Reviews For Paper
Paper ID 1671
Title Pairwise Matching through Max-Weight Bipartite Belief Propagation

Masked Reviewer ID: Assigned_Reviewer_1
Review:
Question 
Paper Summary The paper proposes a block-coordinate descent algorithm for LP relaxation of the graph matching problem for feature matching. The proposed LP relaxation consists of the classical local polytope relaxation of the underlying pairwise graphical model plus the linear uniqueness constraints corresponding to the matching. By dualizing both the local polytope constraints and the uniqueness constraints one obtains two groups of dual variables - those called "messages" in MAP-inference (energy minimization) for graphical models and those corresponding to the uniqueness constraints ("matching-duals").

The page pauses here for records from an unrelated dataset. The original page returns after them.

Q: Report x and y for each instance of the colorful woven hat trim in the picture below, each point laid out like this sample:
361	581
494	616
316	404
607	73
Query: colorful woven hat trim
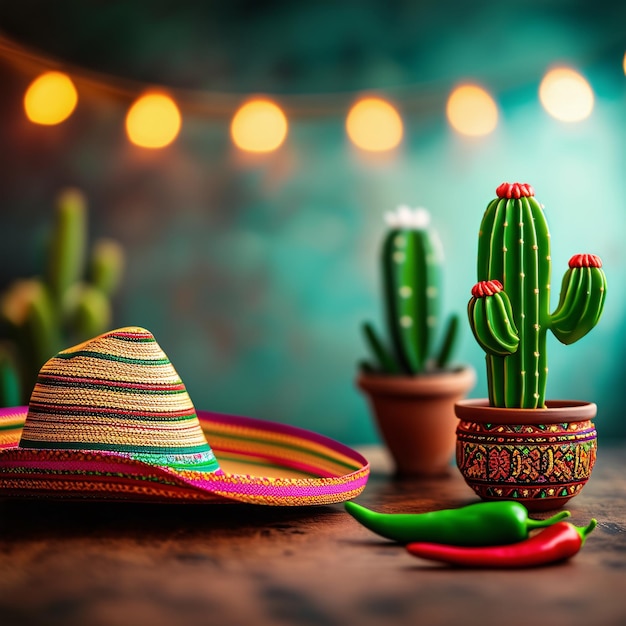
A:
284	465
111	419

The overall block-coordinate optimization consists of alternating optimization w.r.t. the "messages" and "matching duals". Optimization w.r.t. "messages" itself is done in the coordinate descent fashion, in the MPLP-style algorithm. Optimization w.r.t. "matching duals" is done with hungarian matching algorithm.

The whole algorithm is used as a basis for a branch-and-bound scheme to obtain possibly good approximate or exact solutions.
Paper Strengths. Please discuss the positive aspects of the paper. Be sure to comment on the paper's novelty, technical correctness, clarity and experimental evaluation. Notice that different papers may need different levels of evaluation: a theoretical paper may need no experiments, while a paper presenting a new approach to a known problem may require thorough comparisons to existing methods. Also, please make sure to justify your comments in great detail. For example, if you think the paper is novel, not only say so, but also explain in detail why you think this is the case. The proposed approach is theoretically sound and well-written. Though the paper is quite technical, it is easy to read and understand. The experimental evaluation is sufficiently reach to suggest that the method has a practical value and outperforms a number of state-of-the-art competitors at least on the considered datasets.
Paper Weaknesses. Please discuss the negative aspects of the paper: lack of novelty or clarity, technical errors, insufficient experimental evaluation, etc. Justify your comments in great detail. If you think the paper is not novel, explain why and give a reference to prior work. Keep in mind that novelty can take a number of forms; a paper may be novel in terms of the method, the problem, the theory, analysis for an existing problem, or the empirical evaluation. If you think there is an error in the paper, explain in detail why it is an error. If you think the experimental evaluation is insufficient, remember that theoretical results/ideas are essential to CVPR and that a theoretical paper need not have experiments. It is *not* okay to reject a paper because it did not outperform other existing algorithms, especially if the theory is novel and interesting. It is not reasonable to ask for comparisons with unpublished, non peer reviewed papers (e.g. ArXiv) or papers published after the CVPR'16 deadline. 1. Relation of the relaxation solver (the main proposed algorithm) and the branch-and-bound procedure must be described in more details: did you run the relaxation solver of each branching step to get the bound or you used the easily computable bound based on the already computed dual variables? In the second case, how the performance of the algorithm would change when one would use more iterations of the relaxation before the branch-and-bound stage? How tight is the proposed relaxation, in other words, how different is the solution delivered by the relaxation solver itself if it is run till convergence?
Please provide the plots which show how the evolving of the primal and dual values in time in comparison to the DD method, as the nearest competitor.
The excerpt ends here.